Thursday, December 29, 2011

Tuesday, After Christmas

A schlubby, married banker is having a blissful affair with his child's dentist. He's weighed down by this deception, and feels increasingly distanced from his wife and daughter, who are oblivious. He's getting anxious; he knows he won't be able to keep this hidden forever, and he has started to become as insistent and controlling with his mistress as his wife (whom he at one point, indirectly perhaps, refers to as "Mom") is with him. The clandestine relationship has been going on for five months, and he still has no idea how to handle it. He seems to expect to continue onwards with the same arrangement into the distant future. But he knows subconsciously it's inevitable that he'll have to tell.

Even though there's not a whole lot to it in terms of narrative, "Tuesday, After Christmas" is a very hard movie to make. If we don't feel close to these characters, their personal business is going to be quite dull indeed. This seems obvious, but in a film with this sort of subject matter, immersion becomes ever the more important in separating it from other films about the same topic. That Radu Muntean has made as much out of this as he has is extremely impressive. He and his fellow screenwriters Alexandru Baciu and Razvan Radulescu know their characters (surprisingly, given that they're all men, especially the wife) and the relationships between them well and move from scene to finely tuned scene with incredible ease. He and his cinematographer Tudor Lucaciu have chosen to film with a muted palette and with not-too-showy long takes to give the feel of sustained semi-realism and despair (also: the cigarette smoke looks gorgeous). And he and his actors, Mimi Branescu, Maria Popiastu, and Mirela Oprisor, have worked to convey an almost all-encompassing feeling of naturalism; this may be the single most important element of the film, and the whole works only as much as the actors allow it to (which is to say, pretty darn well).
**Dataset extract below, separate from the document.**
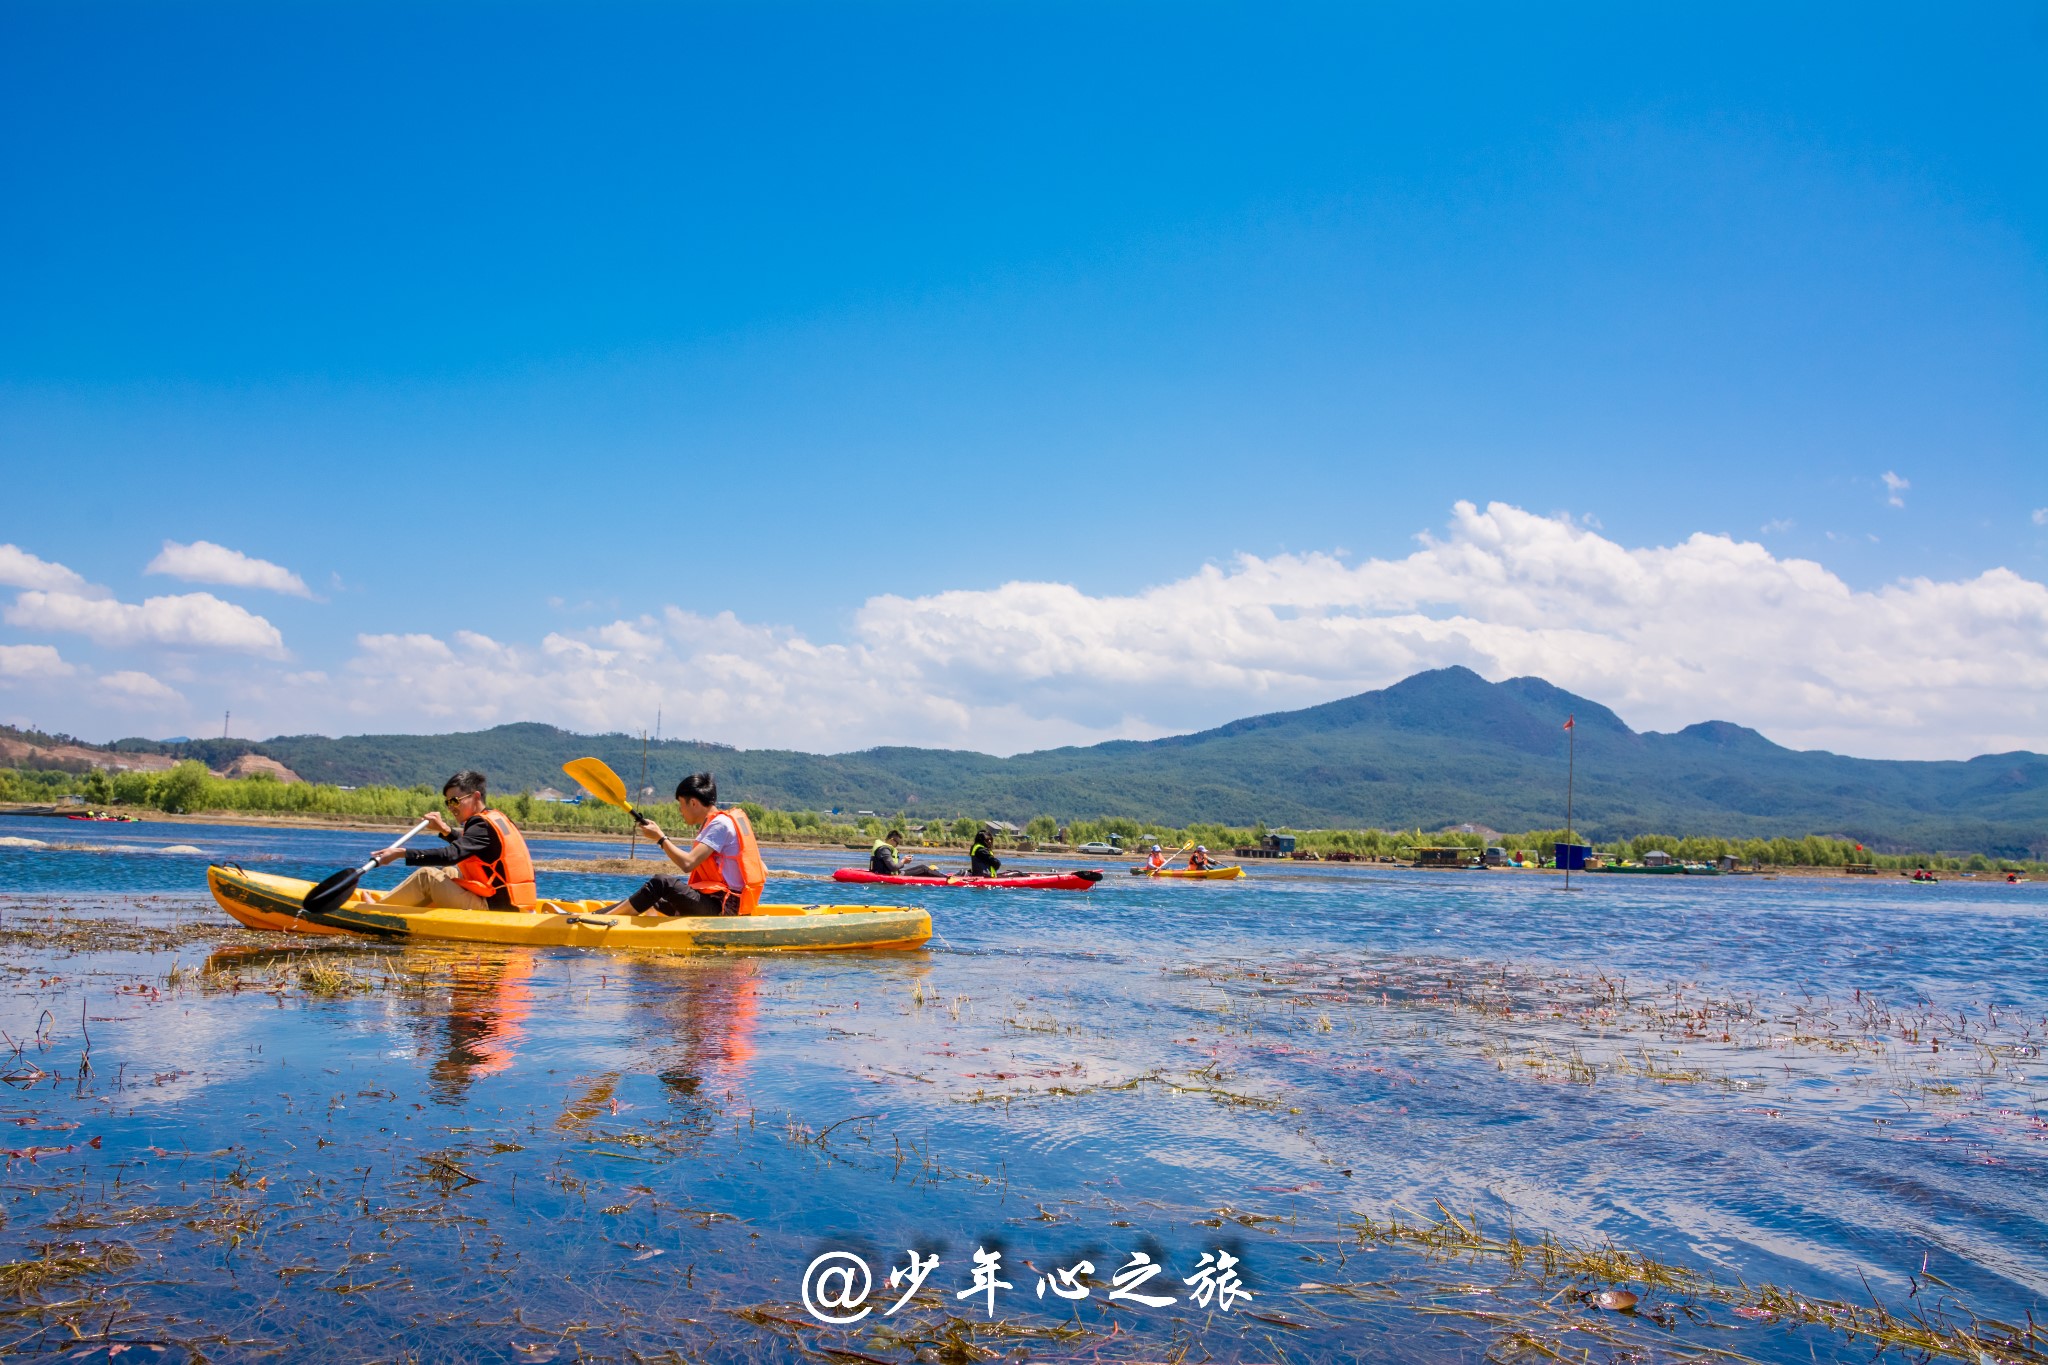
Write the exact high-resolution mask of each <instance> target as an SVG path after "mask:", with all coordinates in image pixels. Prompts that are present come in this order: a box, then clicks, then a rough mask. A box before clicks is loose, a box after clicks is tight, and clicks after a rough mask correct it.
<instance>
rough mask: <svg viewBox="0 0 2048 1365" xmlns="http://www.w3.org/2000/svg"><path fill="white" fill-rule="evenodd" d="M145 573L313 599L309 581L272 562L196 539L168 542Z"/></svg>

There are a number of smart choices made with regards to the plot details. Setting it at Christmastime creates a parallel between the illusion of Santa to the daughter and the illusion of the affair. In some ways, revealing the fabrication would be just as heartbreaking in each case. Another particular that Muntean plays close attention to is the occupations of the leads. This is most important in the case of the women. Having the mistress be a family doctor sets up an interesting, awkward, and beautifully executed scene in which the parents come to take their daughter to get her braces put on. This moment gets added resonance later on, but is even at the time a telling and overtly choreographed episode. Coming back to the idea of jobs, having the wife work in the courts (presumably as a lawyer) gives her a sheen of precision and a range of knowledge of how to take people down. This, balanced with her often informal demeanor, makes her (at least to me) a recognizable type and a full character. A stronger character than the mistress, I must say, though not overwhelmingly so.

These characters could fail to work off paper. This is not the case, though, because the performers have the abilities required to make them believable. Branescu (who had a role in the exceptional "Outbound") is able to show Paul the banker's isolation, unhappiness, naive defensiveness, and anxiety quite well, even if at times he looks a little unsure (probably the character). Popiastu, given the weakest role and the least number of scenes to bring things together, does what she can with it anyways with charm and agitation, though it isn't entirely convincing. The best performance here is by Oprisor, who gives us both ends of her emotional spectrum to devastating effect. These three, plus the actress who plays Popiastu's mother (I can't find her name), make the film constricting and absorbing (while the actors playing Branescu's parents provide a comic interest). Brilliantly sequenced, with flaws only due to characterization and the resulting portrayal, "Tuesday, After Christmas" definitely fits securely into the rich, remarkable Romanian New Wave. B+

Is Dragos Bucur's character Cristi a holdover from "Police, Adjective"? An in-joke or cameo of some sort? Just a bit strange to give the character the same name.